Test Vectorized Knowledge Base (Optional)

Deploy an LLM (e.g., gpt-4o) in the Azure OpenAI resource.
Open LLM Playground from Azure AI Studio and attach the AI Search index created in Step 3 above. You should see that the flight tickets are retrieved successfully from the data source.

*Chat playground screen to configure the model, add data, and test the model response — Image by author*

Configuring the .NET Console App

Step 1. Set the following environment variables first.
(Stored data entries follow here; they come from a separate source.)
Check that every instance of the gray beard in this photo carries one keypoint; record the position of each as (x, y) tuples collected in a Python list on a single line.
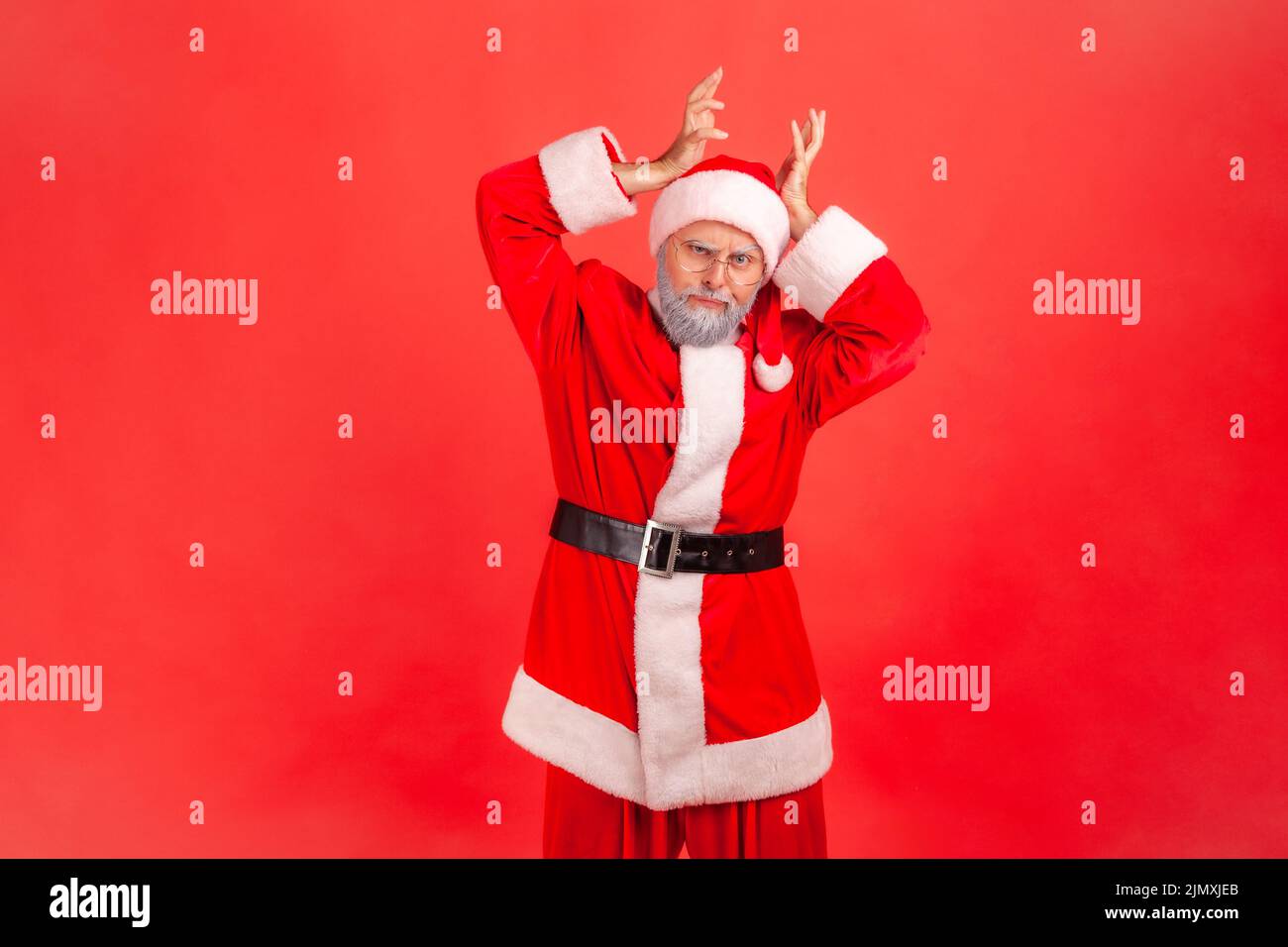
[(681, 324)]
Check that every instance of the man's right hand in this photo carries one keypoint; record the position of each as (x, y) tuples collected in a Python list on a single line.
[(697, 127)]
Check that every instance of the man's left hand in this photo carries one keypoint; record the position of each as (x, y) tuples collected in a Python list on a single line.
[(794, 174)]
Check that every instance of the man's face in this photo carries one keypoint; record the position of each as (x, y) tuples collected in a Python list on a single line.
[(703, 308)]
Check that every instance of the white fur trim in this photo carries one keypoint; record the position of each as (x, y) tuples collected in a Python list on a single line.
[(579, 175), (574, 737), (772, 377), (732, 197), (831, 254), (606, 755)]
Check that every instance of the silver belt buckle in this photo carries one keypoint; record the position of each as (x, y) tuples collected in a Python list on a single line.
[(675, 548)]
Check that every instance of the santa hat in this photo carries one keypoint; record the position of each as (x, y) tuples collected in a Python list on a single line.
[(741, 193)]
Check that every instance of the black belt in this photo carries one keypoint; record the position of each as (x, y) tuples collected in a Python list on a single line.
[(661, 549)]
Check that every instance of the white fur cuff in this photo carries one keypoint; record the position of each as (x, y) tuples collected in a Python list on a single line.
[(580, 178), (828, 258)]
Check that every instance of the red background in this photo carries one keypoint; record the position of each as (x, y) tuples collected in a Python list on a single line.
[(369, 556)]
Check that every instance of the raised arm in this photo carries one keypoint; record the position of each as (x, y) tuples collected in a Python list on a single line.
[(874, 329), (572, 184), (524, 208)]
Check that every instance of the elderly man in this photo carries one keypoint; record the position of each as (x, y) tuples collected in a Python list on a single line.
[(666, 678)]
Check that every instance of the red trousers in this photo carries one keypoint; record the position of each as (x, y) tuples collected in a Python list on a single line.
[(585, 822)]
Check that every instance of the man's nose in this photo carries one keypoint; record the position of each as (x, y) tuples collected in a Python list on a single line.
[(716, 275)]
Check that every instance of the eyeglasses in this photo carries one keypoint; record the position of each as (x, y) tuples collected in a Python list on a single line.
[(696, 257)]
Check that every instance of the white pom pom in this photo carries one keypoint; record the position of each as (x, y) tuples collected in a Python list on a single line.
[(772, 377)]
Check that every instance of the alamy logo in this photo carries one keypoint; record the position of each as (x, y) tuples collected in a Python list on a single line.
[(939, 684), (1087, 296), (53, 684), (101, 900), (643, 425), (206, 298)]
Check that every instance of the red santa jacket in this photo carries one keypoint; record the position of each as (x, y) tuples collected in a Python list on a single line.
[(697, 688)]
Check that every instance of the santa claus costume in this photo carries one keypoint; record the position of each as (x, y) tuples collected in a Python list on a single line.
[(678, 698)]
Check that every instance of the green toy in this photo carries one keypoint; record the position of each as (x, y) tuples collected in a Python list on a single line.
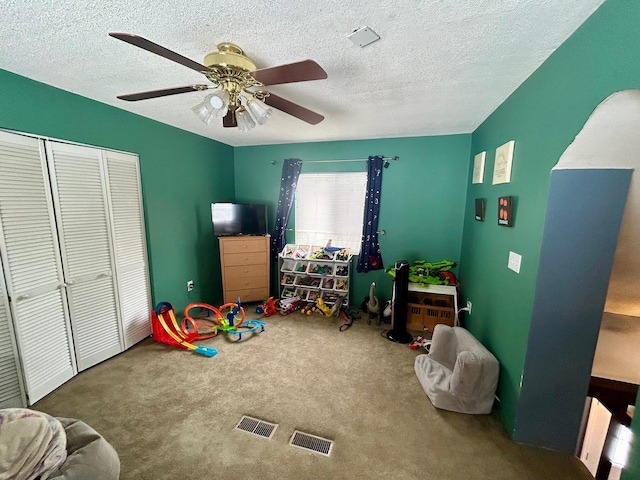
[(426, 272)]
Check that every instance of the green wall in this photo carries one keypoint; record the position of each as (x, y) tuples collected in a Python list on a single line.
[(422, 201), (543, 116), (181, 175)]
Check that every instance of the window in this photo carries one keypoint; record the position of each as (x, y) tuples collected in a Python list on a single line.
[(330, 206)]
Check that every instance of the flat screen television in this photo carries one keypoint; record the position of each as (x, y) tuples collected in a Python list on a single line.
[(239, 219)]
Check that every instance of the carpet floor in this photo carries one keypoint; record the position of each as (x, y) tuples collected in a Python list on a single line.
[(171, 414)]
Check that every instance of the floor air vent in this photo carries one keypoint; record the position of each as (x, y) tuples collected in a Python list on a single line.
[(311, 443), (257, 427)]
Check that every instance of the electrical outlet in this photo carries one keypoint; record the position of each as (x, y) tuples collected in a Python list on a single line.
[(514, 261)]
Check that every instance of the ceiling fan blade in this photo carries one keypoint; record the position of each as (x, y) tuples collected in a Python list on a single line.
[(289, 73), (293, 109), (134, 97), (158, 50), (229, 119)]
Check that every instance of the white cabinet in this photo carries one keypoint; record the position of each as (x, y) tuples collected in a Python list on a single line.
[(32, 266), (307, 272), (12, 393), (72, 246)]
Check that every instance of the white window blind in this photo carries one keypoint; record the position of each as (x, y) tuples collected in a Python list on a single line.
[(330, 206)]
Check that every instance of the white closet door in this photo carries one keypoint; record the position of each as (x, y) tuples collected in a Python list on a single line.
[(11, 391), (125, 199), (33, 272), (83, 228)]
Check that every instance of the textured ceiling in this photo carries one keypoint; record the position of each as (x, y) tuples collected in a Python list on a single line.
[(441, 66)]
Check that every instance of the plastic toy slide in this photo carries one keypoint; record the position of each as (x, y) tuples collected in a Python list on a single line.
[(162, 332)]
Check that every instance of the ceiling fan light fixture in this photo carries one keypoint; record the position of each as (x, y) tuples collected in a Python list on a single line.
[(245, 122), (259, 110), (203, 113), (219, 103)]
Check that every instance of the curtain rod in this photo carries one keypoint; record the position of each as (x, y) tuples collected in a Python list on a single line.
[(386, 159)]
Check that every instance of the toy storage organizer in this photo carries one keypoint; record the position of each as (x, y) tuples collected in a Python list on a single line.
[(429, 305), (309, 273)]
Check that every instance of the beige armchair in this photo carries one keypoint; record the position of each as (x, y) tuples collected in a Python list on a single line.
[(459, 373)]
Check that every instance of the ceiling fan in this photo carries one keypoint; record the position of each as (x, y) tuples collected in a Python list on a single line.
[(236, 83)]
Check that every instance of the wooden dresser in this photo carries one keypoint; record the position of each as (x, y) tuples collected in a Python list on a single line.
[(244, 262)]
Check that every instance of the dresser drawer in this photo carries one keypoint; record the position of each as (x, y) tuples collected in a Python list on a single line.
[(244, 244), (237, 283), (245, 271), (246, 295), (236, 259)]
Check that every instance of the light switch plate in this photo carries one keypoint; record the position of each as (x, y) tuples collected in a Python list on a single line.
[(363, 36), (514, 261)]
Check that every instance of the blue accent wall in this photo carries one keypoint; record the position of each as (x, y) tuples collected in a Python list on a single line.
[(584, 213)]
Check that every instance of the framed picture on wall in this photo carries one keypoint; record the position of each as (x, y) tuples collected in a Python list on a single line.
[(478, 167), (502, 165), (505, 211)]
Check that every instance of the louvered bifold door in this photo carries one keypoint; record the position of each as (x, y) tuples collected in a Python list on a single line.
[(80, 201), (125, 199), (11, 391), (33, 273)]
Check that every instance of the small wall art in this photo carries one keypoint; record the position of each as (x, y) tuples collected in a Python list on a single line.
[(478, 167), (505, 211), (502, 165), (480, 209)]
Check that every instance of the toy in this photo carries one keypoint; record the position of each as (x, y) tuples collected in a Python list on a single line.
[(176, 337), (322, 307), (269, 307), (373, 305), (193, 326), (289, 305), (166, 329)]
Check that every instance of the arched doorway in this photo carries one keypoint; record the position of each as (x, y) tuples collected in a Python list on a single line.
[(594, 201)]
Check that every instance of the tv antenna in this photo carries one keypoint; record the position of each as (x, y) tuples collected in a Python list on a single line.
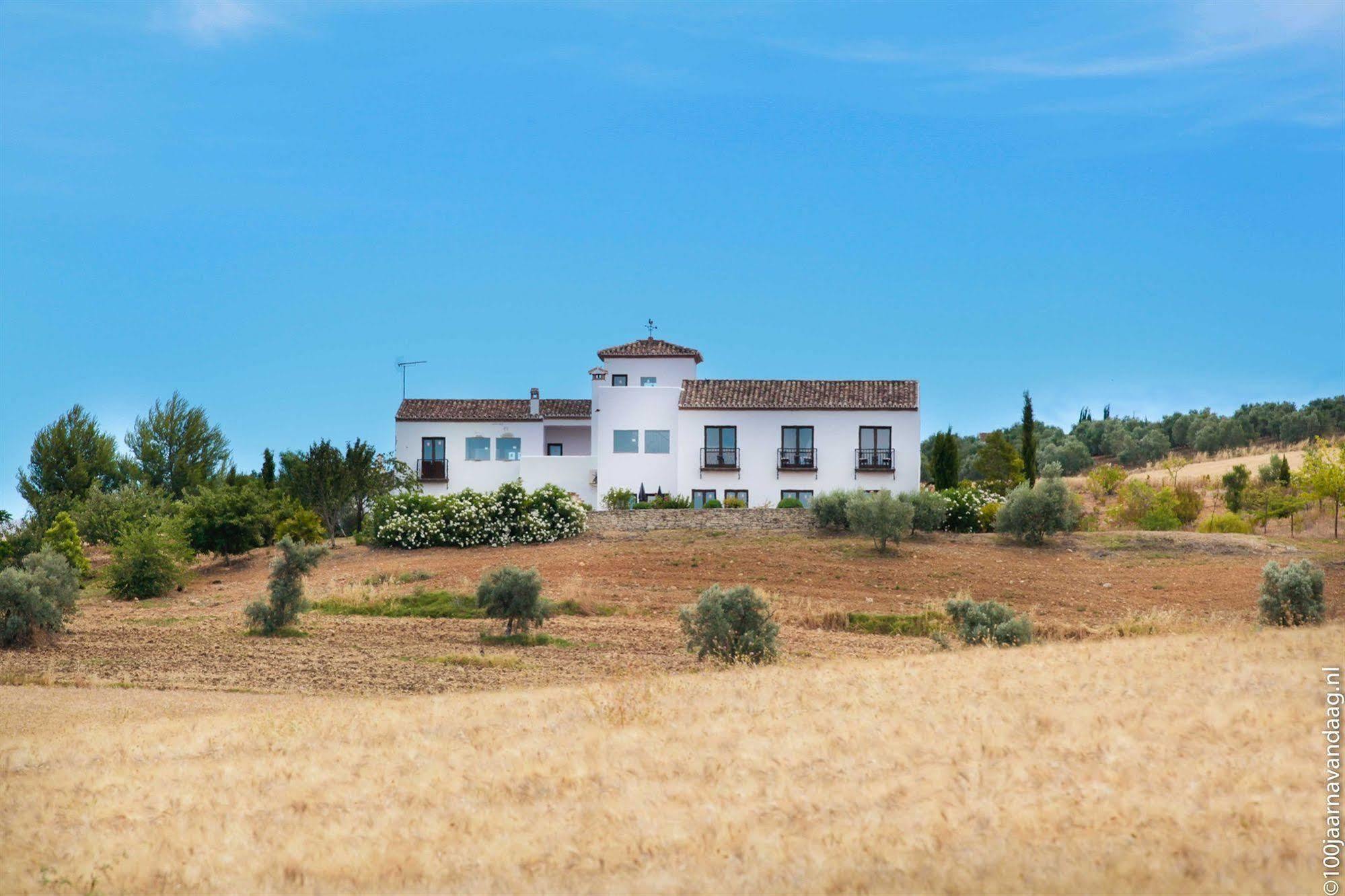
[(404, 365)]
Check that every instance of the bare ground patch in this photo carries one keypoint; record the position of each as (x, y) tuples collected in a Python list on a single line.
[(1103, 585)]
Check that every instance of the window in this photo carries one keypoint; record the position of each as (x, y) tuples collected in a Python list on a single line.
[(875, 438), (721, 447), (721, 437), (657, 442), (432, 459), (797, 447), (875, 447), (432, 449)]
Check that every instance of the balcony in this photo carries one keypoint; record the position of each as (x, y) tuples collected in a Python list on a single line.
[(720, 458), (432, 470), (797, 459), (873, 459)]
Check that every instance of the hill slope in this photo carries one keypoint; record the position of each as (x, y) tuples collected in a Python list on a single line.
[(1176, 765)]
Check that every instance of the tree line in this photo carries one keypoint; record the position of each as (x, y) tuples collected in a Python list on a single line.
[(1130, 441), (175, 490)]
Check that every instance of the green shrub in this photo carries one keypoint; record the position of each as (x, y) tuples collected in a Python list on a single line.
[(421, 605), (1188, 502), (911, 625), (1235, 484), (515, 597), (930, 509), (36, 598), (1292, 595), (287, 587), (1032, 513), (105, 516), (468, 519), (1141, 507), (880, 517), (980, 624), (63, 537), (829, 508), (1105, 480), (965, 507), (732, 626), (303, 525), (1227, 524), (223, 520), (147, 562)]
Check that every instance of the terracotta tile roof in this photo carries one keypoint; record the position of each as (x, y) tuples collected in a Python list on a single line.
[(493, 410), (801, 395), (650, 349)]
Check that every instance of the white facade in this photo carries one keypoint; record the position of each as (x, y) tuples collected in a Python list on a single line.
[(841, 435)]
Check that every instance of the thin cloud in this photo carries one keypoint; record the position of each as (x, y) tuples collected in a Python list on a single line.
[(1196, 37), (211, 22)]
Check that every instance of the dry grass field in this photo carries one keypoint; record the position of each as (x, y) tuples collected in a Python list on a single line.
[(1180, 763), (1082, 587)]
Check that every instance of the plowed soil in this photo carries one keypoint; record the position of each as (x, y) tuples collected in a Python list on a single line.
[(1079, 587)]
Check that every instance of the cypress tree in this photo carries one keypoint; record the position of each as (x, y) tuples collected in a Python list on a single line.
[(1029, 442), (945, 462), (268, 469)]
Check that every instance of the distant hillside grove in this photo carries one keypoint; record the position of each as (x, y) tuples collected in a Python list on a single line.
[(1136, 442)]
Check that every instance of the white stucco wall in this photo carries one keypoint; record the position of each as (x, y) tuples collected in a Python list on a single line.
[(836, 437), (573, 439), (572, 473), (641, 410), (482, 476), (670, 372)]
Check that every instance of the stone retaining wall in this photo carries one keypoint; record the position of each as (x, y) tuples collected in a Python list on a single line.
[(721, 520)]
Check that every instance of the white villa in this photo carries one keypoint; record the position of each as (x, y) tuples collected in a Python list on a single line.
[(651, 423)]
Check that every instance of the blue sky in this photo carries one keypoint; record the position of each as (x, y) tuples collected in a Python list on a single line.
[(266, 207)]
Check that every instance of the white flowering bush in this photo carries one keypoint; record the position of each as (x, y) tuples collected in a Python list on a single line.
[(510, 515), (965, 504)]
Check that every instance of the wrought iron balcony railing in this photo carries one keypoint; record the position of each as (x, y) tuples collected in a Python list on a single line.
[(873, 458), (720, 458), (797, 459), (432, 470)]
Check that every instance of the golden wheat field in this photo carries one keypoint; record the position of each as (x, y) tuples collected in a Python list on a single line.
[(1180, 763)]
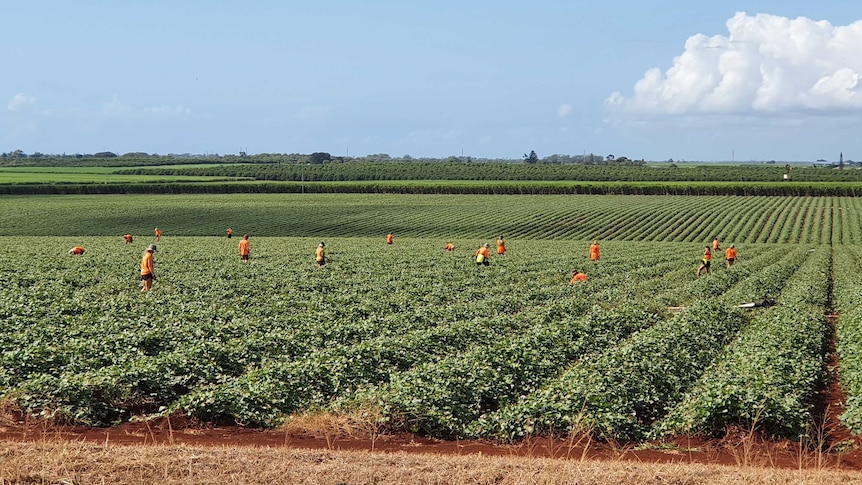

GPT_API_KEY=<OpenAI API Key>
AZURE_AI_SEARCH_URL=<Azure AI Search URL, e.g. https://xx.search.windows.net>
AZURE_AI_SEARCH_KEY=<Azure AI Search Key>
AZURE_AI_SEARCH_INDEX=<Azure AI Search Index Name, e.g. vector-xxx>

Step 2. Create a console App and add the code below to the Program.cs file.

using Azure;
using Azure.Search.Documents;
using Azure.Search.Documents.Indexes;
using Azure.Search.Documents.Models;
using Microsoft.SemanticKernel;
using Microsoft.SemanticKernel.ChatCompletion;
using Microsoft.SemanticKernel.Connectors.OpenAI;
using Microsoft.SemanticKernel.Embeddings;
using Microsoft.Extensions.DependencyInjection;
using System.ComponentModel;
using System.Text.Json.Serialization;

var c = new ServiceCollection()
    .AddOpenAIChatCompletion("gpt-4o", Environment.GetEnvironmentVariable("GPT_API_KEY")!)
    .AddOpenAITextEmbeddingGeneration("text-embedding-ada-002", Environment.GetEnvironmentVariable("GPT_API_KEY")!)
    .AddSingleton(new SearchIndexClient(new Uri(Environment.GetEnvironmentVariable("AZURE_AI_SEARCH_URL")!), new AzureKeyCredential(Environment.GetEnvironmentVariable("AZURE_AI_SEARCH_KEY")!)));
c.AddKernel();
var services = c.BuildServiceProvider();

var chatService = services.GetRequiredService<IChatCompletionService>();

var kernel = services.GetRequiredService<Kernel>();
kernel.ImportPluginFromType<AISearchPlugin>();

var settings = new OpenAIPromptExecutionSettings { ToolCallBehavior = ToolCallBehavior.AutoInvokeKernelFunctions };

var history = new ChatHistory();

try
{
    while (true)
    {
        Console.Write("Q: ");
        history.AddUserMessage(Console.ReadLine()!);

        var response = await chatService.GetChatMessageContentAsync(history, settings, kernel);
        history.Add(response);
        Console.WriteLine($"A: {response}");
    }
}
catch (Exception e)
{
    Console.WriteLine(e.Message);
}

// Based on https://learn.microsoft.com/en-us/semantic-kernel/concepts/plugins/using-data-retrieval-functions-for-rag
public class AISearchPlugin
{
    private readonly ITextEmbeddingGenerationService _textEmbeddingGenerationService;
    private readonly SearchIndexClient _indexClient;

    public AISearchPlugin(ITextEmbeddingGenerationService textEmbeddingGenerationService, SearchIndexClient indexClient)
    {
        _textEmbeddingGenerationService = textEmbeddingGenerationService;
        _indexClient = indexClient;
    }

    [KernelFunction("Search")]
    [Description("Search for flight tickets based on the given query.")]
    public async Task<string> SearchAsync(string query)
    {
        var embedding = await _textEmbeddingGenerationService.GenerateEmbeddingAsync(query);
        var searchClient = _indexClient.GetSearchClient(Environment.GetEnvironmentVariable("AZURE_AI_SEARCH_INDEX")!);

        var vectorQuery = new VectorizedQuery(embedding) { Fields = { "text_vector" } };
        var searchOptions = new SearchOptions { VectorSearch = new() { Queries = { vectorQuery } } };

        var response = await searchClient.SearchAsync<IndexSchema>(searchOptions);

        await foreach (var result in response.Value.GetResultsAsync())
        {
            return result.Document.Chunk!;
        }

        return string.Empty;
    }
    private sealed class IndexSchema
    {
        [JsonPropertyName("chunk")]
        public required string Chunk { get; set; }

        [JsonPropertyName("text_vector")]
        public ReadOnlyMemory<float> Vector { get; set; }
    }
}

Step 3. Using the code above, you can now query your private documents from a .NET console app.

Conclusion

With a fairly small effort, you can build a RAG-powered AI solution to query your private knowledge bases. This article can be the stepping stone to kindle more creative RAG for your use cases!